(director/writer: John Landis; screenwriter: John Aykroyd; cinematographer: Stephen M. Katz; editor: George Folsey Jr.; music: Ira Newborn; cast:  John Aykroyd (Elwood Blues), John Belushi (Jake Blues), James Brown (Rev, Cleophus James), Ray Charles (Ray), Cab Calloway (Curtis), Steve Lawrence (Maury Sline), Henry Gibson (Head Nazi), Kathleen Freeman (Sister Mary Stigmata), Carrie Fisher (The girl Jake jilted at the altar), Aretha Franklin (Soul Food restaurant owner) John Candy (Burton Mercer, record producer), Steven Spielberg (Cook County Assessor’ office clerk), Jeff Morris (Bob, country bar owner), John Lee Hooker (Street Slim); Runtime: 133; MPAA Rating: R; producer: Robert K. Weiss; Universal Pictures; 1980)

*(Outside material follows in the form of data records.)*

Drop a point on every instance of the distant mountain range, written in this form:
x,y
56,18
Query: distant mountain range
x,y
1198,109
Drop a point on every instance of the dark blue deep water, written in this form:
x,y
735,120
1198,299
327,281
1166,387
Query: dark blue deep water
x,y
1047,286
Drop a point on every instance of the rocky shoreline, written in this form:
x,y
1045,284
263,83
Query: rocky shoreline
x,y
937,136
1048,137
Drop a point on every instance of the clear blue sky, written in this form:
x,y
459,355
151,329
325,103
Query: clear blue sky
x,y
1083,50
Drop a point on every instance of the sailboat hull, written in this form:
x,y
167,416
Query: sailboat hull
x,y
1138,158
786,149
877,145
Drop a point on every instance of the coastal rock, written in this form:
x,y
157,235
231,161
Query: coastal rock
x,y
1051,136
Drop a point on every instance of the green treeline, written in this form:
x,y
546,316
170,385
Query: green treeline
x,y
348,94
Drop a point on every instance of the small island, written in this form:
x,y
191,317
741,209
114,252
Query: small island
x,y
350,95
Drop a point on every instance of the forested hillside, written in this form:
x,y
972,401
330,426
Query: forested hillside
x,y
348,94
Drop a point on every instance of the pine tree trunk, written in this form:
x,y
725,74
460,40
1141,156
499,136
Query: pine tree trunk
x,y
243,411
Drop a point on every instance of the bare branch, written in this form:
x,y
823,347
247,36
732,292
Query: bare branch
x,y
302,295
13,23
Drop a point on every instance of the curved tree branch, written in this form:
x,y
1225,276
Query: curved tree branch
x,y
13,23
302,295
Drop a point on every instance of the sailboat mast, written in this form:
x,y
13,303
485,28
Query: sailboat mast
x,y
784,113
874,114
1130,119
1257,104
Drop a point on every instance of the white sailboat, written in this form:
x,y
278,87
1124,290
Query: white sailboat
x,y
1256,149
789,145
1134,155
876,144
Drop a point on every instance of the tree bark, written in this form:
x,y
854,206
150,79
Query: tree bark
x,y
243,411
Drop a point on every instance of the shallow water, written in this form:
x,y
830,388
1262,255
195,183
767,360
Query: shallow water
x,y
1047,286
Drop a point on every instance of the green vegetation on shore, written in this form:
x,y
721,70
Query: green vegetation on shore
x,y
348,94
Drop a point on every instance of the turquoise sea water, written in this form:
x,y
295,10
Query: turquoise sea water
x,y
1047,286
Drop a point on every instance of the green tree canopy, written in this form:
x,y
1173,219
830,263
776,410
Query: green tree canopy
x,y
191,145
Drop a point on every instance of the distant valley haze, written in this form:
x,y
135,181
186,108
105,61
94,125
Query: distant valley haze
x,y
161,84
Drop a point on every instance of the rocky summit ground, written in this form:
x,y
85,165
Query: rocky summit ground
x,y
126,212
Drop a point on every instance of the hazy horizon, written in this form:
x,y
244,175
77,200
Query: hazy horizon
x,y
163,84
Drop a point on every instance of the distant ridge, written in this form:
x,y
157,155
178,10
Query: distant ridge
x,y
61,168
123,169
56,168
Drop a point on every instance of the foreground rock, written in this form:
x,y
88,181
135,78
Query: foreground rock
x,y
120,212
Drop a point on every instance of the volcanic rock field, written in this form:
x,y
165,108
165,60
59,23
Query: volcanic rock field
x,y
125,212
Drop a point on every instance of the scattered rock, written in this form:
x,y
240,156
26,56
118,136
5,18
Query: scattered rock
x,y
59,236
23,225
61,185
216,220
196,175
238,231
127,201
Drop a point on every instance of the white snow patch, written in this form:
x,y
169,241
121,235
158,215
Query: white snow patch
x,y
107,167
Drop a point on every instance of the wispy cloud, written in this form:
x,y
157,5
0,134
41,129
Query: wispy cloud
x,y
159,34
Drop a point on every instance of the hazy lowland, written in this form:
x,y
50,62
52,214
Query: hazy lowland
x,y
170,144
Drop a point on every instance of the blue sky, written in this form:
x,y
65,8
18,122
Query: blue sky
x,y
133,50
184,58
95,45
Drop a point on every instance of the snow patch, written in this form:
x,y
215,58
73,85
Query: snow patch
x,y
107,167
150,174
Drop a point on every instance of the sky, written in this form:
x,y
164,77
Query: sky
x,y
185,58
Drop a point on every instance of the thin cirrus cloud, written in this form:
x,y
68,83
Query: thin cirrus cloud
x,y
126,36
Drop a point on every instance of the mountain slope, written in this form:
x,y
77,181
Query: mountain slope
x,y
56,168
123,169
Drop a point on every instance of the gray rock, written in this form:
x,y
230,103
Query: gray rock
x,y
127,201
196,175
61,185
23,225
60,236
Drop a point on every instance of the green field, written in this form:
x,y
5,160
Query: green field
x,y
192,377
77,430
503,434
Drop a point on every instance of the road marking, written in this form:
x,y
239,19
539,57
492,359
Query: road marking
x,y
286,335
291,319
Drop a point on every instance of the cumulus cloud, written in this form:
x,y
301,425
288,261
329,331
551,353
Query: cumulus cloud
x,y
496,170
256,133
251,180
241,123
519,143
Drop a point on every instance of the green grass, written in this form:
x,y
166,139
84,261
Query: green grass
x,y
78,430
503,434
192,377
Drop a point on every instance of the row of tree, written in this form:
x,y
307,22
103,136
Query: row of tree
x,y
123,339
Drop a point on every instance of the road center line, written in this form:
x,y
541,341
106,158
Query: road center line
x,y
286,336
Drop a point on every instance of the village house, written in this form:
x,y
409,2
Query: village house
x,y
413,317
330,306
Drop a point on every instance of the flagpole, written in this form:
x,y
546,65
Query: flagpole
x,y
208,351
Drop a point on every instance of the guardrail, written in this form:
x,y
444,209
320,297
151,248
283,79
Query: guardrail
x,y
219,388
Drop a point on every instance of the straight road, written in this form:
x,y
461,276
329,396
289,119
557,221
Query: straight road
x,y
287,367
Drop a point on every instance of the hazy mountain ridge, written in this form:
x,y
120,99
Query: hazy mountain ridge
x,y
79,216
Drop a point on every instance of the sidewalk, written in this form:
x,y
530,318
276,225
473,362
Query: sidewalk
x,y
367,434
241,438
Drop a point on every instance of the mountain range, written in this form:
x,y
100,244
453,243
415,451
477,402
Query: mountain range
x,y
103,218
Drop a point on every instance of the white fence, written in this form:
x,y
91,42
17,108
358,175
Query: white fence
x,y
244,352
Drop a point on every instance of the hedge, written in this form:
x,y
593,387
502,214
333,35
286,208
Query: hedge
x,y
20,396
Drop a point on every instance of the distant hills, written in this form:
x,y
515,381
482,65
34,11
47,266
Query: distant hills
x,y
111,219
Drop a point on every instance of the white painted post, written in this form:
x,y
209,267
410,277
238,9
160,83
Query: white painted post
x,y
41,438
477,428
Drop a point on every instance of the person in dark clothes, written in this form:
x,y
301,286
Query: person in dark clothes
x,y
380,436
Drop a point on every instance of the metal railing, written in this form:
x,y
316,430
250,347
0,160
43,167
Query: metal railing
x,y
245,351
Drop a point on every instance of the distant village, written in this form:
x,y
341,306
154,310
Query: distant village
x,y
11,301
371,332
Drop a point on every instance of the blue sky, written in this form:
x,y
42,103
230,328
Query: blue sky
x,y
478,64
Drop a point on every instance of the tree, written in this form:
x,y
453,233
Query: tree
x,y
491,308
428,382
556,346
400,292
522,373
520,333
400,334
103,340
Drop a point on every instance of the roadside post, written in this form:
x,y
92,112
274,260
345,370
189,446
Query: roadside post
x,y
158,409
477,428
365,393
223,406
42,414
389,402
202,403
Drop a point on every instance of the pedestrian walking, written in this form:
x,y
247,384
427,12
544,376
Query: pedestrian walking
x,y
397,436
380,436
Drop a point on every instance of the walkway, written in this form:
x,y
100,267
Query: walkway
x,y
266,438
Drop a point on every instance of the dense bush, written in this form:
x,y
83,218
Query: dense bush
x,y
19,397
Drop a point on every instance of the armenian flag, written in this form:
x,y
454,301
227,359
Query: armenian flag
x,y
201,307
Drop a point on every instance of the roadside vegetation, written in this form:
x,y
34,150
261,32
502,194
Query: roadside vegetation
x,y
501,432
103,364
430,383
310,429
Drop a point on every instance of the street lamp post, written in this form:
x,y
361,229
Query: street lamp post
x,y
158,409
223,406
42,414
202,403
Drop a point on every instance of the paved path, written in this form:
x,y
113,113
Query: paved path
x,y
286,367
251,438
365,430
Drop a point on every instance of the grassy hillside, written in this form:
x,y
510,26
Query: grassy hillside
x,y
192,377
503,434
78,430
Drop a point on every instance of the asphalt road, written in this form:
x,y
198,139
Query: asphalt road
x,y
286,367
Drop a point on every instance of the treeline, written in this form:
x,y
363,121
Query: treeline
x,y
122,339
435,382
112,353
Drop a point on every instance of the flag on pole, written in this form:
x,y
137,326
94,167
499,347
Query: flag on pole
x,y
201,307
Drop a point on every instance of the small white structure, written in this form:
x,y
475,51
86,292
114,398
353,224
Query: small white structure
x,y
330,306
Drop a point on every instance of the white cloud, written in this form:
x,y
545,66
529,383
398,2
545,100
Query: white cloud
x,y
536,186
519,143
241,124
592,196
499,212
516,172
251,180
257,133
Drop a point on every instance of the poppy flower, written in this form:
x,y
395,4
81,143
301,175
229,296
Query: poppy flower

“More energetic than funny.”

Reviewed by Dennis Schwartz

A sprawling, loud and messy musical comedy, that cost a hefty $30 million to make. It’s more energetic than funny and more sentimental than inspired. It’s witlessly directed and co-written by John Landis (“Slasher”/”Smoke”) and the co-star John Aykroyd. The slapstick comedy could have used the talents of Buster Keaton to show the moderns how to do such old-fashioned comedy in an artful way.

The story is about the Blues Brothers, Elwood (John Aykroyd) and Joliet Jake (John Belushi), on a mission of God to pay on time the $5,000 taxes owed to Chicago for their old orphanage home before the place is closed. They believe they can raise the money by reuniting with their old band.

It flopped at the box-office but has since become a cult fave.

Their outfit of shades and black suits are a trip, their rock and blues numbers are a blast, but their massive car chases and crashes are moronic. Their feud with the local chapter head of the Nazis (Henry Gibson), Norman Rockwell figure, elicits few laughs, as does their feud with redneck country singers at a country bar.

The film pays homage to Black music copied in homage by white bands.

I enjoyed hearing the great Aretha Franklin belt out a tune telling her man where he can go if he leaves her for the Blues Brothers.